1.Dünya Savaşı patlak verip Giresun’a seferberlik emri geldiğinde Topal Osman  duramaz. Gönüllü toplamaya başlar. Topladığı gönüllü sayısıyla yetinmeyip Trabzon Hapishanesini basarak mahkumlara kapıları açar ve onlardan da katıp 250 civarında askeri birliği ile Doğu Cephesine katılırlar. Ruslara karşı gerilla yöntemiyle savaşır ve düşmana önemli zayiatlar verirler. Topal Osman’ı ele aldığı yazısında Ayşe Hür, Doğu cephesinden ayrılışını Arif Cemil gibi yazıları ciddiye alınmayacak birinin kitabını kaynak göstererek asker kaçaklığı olarak adlandırır. Her iki savaşa da gönüllü olarak katılmış bir asker için haksız bir ithamdır bu. Bu ve başka ithamlardaki amaç, asıl eleştirilerine güç sağlayacak etkileyici yaftalamalar oluşturmak ve okuyucunun zihninde kötü adam imajı yaratmaktır. Objektiflik, eleştirilecek yerde eleştirmeyi, takdir edilecek yerde övmeyi, hatalarını da başarılarını da, kahramanlığını da, zalimliğini de olduğu gibi aktarmayı gerektirir. Topal Osman’ın Doğu cephesinden ayrılışının sebebi yakalandığı tifo nedeniyle çürüğe ayrılmasıdır.

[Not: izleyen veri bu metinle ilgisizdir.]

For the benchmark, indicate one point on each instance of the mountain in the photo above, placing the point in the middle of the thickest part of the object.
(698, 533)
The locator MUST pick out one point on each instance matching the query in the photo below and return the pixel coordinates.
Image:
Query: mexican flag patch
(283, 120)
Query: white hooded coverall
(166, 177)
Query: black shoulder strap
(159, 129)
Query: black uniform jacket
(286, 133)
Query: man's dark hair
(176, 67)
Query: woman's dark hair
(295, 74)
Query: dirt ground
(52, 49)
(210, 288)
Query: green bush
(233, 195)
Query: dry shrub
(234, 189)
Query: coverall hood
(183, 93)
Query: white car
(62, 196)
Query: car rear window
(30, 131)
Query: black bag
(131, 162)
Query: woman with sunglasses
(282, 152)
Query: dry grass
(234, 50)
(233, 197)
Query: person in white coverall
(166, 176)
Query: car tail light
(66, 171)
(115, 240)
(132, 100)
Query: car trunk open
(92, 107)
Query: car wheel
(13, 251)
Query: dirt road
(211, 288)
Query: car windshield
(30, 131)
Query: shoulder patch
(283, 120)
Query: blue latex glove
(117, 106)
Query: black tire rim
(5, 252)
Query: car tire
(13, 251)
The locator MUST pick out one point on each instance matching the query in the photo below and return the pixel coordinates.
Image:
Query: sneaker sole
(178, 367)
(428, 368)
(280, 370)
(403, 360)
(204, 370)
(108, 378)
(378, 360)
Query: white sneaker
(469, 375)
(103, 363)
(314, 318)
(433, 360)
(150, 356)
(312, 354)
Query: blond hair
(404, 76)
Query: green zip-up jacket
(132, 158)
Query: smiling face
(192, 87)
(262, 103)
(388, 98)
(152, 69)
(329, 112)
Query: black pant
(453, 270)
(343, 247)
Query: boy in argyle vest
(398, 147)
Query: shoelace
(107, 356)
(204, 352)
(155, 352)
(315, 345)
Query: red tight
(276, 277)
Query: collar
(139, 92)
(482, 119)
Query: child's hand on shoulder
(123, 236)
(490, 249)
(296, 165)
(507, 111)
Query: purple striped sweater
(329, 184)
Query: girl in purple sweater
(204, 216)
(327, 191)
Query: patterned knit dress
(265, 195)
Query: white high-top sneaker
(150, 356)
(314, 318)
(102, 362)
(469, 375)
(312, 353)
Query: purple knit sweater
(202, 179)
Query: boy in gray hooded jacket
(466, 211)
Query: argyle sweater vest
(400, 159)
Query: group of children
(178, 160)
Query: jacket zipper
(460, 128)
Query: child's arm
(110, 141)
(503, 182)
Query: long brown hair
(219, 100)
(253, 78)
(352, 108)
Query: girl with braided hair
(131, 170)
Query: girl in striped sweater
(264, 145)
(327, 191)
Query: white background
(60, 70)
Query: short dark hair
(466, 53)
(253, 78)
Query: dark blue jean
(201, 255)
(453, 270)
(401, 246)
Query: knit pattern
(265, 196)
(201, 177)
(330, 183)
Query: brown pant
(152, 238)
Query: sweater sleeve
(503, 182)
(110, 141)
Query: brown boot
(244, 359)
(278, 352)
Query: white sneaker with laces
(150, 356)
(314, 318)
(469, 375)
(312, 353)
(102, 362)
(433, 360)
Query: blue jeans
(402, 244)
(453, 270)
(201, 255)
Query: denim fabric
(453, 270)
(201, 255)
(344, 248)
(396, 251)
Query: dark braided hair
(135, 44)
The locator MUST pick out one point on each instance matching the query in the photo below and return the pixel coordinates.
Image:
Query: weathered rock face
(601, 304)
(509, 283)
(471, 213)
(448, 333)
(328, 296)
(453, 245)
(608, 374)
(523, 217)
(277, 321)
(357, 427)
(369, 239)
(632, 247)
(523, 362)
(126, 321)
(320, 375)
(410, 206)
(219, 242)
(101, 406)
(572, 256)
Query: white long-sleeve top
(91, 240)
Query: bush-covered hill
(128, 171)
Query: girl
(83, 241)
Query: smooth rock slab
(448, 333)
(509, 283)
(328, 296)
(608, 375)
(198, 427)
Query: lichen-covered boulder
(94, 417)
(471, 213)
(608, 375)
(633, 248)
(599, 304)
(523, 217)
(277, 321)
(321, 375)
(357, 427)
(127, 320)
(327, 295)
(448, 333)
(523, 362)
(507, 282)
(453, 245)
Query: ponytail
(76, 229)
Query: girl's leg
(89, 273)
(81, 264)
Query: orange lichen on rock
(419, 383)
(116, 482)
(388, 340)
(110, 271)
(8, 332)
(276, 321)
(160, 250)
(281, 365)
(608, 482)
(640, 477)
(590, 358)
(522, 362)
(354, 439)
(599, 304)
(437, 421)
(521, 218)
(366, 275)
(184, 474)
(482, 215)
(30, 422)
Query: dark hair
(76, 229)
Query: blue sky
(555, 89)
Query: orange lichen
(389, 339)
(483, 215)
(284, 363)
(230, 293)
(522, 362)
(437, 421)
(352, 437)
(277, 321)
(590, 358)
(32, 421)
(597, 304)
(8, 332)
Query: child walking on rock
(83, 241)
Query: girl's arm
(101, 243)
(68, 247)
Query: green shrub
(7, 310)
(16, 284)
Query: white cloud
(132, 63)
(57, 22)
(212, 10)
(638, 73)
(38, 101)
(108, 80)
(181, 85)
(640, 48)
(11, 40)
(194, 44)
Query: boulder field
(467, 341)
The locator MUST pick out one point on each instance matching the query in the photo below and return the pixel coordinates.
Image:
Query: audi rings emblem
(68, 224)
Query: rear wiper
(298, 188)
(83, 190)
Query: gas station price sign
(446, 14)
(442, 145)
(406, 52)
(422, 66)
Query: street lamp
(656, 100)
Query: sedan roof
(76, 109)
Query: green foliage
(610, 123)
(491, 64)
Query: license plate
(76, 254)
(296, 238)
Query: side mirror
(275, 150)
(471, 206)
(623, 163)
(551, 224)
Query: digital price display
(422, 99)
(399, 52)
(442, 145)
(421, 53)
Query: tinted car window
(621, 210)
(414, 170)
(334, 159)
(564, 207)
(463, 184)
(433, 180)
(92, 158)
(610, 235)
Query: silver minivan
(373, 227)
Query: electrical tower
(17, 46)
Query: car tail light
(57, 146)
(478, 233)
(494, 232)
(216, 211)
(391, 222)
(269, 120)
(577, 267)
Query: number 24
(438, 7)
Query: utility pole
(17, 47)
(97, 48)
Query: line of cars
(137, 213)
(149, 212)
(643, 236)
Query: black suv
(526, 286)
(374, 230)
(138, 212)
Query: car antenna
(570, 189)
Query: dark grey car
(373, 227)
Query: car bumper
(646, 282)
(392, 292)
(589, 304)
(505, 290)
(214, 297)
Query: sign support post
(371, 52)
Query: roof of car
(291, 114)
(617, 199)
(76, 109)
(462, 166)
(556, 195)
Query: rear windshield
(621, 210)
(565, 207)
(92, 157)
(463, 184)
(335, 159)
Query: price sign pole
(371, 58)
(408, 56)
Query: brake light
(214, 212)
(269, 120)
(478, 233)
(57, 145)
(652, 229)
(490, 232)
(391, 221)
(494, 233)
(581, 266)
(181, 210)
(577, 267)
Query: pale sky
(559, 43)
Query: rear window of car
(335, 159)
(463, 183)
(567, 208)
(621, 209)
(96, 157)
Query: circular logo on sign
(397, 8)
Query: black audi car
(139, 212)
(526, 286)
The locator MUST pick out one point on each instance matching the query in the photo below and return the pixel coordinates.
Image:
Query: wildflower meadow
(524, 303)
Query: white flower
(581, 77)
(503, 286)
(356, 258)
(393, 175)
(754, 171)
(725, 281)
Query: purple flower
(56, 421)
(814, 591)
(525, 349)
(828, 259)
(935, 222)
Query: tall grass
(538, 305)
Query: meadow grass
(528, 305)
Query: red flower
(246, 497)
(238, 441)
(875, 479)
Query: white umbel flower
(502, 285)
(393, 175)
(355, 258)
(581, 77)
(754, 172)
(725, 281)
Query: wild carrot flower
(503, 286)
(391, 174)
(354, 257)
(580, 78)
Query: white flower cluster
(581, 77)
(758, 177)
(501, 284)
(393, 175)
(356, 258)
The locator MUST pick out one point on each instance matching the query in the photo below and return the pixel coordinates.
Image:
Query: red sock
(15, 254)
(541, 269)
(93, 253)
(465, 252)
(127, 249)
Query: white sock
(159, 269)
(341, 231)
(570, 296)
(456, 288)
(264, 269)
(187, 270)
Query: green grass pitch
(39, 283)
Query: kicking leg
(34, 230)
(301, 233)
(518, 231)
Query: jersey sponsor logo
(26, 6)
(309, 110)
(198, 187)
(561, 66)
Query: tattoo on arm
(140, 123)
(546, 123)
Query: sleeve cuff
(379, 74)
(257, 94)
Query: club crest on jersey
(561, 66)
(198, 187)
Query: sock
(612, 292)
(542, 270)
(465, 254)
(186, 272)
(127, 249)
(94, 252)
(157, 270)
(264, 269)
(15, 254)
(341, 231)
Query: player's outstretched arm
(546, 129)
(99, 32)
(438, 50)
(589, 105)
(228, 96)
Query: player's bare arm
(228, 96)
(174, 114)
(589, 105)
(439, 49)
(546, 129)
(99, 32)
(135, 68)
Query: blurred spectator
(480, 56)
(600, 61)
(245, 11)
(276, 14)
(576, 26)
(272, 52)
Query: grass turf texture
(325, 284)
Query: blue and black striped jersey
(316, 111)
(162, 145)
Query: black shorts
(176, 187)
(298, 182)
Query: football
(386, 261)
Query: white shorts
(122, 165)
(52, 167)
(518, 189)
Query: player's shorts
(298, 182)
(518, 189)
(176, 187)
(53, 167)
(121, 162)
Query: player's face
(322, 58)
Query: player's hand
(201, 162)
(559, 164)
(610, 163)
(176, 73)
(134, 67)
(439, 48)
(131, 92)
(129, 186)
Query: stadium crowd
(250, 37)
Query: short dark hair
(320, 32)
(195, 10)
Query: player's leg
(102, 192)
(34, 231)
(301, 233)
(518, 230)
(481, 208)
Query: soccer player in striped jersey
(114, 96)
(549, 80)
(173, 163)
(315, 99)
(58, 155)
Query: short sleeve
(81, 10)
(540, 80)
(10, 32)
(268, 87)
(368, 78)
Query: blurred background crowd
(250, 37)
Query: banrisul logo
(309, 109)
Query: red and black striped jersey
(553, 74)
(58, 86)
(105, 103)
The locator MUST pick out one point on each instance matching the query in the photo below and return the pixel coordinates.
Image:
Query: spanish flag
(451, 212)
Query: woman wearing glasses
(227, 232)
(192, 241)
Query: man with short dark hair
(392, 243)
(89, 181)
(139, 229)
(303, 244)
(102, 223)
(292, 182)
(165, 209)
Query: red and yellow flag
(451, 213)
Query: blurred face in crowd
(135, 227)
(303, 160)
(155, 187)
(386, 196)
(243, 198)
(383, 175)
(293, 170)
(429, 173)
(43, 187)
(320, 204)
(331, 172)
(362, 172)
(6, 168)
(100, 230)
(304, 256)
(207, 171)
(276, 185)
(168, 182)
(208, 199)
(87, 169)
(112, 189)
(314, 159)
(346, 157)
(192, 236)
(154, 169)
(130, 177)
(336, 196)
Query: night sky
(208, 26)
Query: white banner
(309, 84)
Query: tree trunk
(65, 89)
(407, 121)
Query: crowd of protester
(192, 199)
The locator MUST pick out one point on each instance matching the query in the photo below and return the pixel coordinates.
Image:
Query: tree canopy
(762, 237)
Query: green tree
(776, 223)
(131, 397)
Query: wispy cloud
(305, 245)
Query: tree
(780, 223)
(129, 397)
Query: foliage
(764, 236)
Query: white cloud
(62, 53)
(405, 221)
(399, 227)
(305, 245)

Bu sıra Rusya’da 1917 Ekim devrimi olduğundan Ruslar geri çekilmeye başlamıştır ama Topal Osman’ın gönüllü gerilla birlikleri bu çekilme sırasında da Rus ordusuna önemli kayıplar vermiştir. Burada belirtmek gerekir ki; Bolşevik Devrimi Milli Mücadele için bir mucize gibi olmuştur. Eğer Rusya’da devrim olmasaydı işgalci ülkelerden biri de Rusya olacaktı. Tersine düşman yerine dost kazanıldı ve destek alındı. Rus işgali sırasında daha önce Osmanlı hükümetleri tarafından yerlerinden sürülen ve bir kısmı Rusya’ya geçen Rumlar geri gelmeye başlamışlar ve Rum çeteleri Samsun, Merzifon, Amasya bölgelerinde örgütlenmeye devam etmişlerdi. Hatta kasım ayı içinde Merzifon yöresindeki bazı Türk köylerini yağmalamışlardı. Hamdi adlı bir teğmenin askerleriyle dağa çıkması ve Türk köylülerini örgütlemeye başlaması üzerine İtilaf Devletleri, İstanbul’daki hükümeti, durumu kontrol etmemekle, dolayısıyla Mütareke’yi ihlal etmekle suçlayacaktı. Bu suçlama bölgeye bir müfettiş isteğine dönüşecek ve Mustafa Kemal’e Anadolu yolunu açacaktı.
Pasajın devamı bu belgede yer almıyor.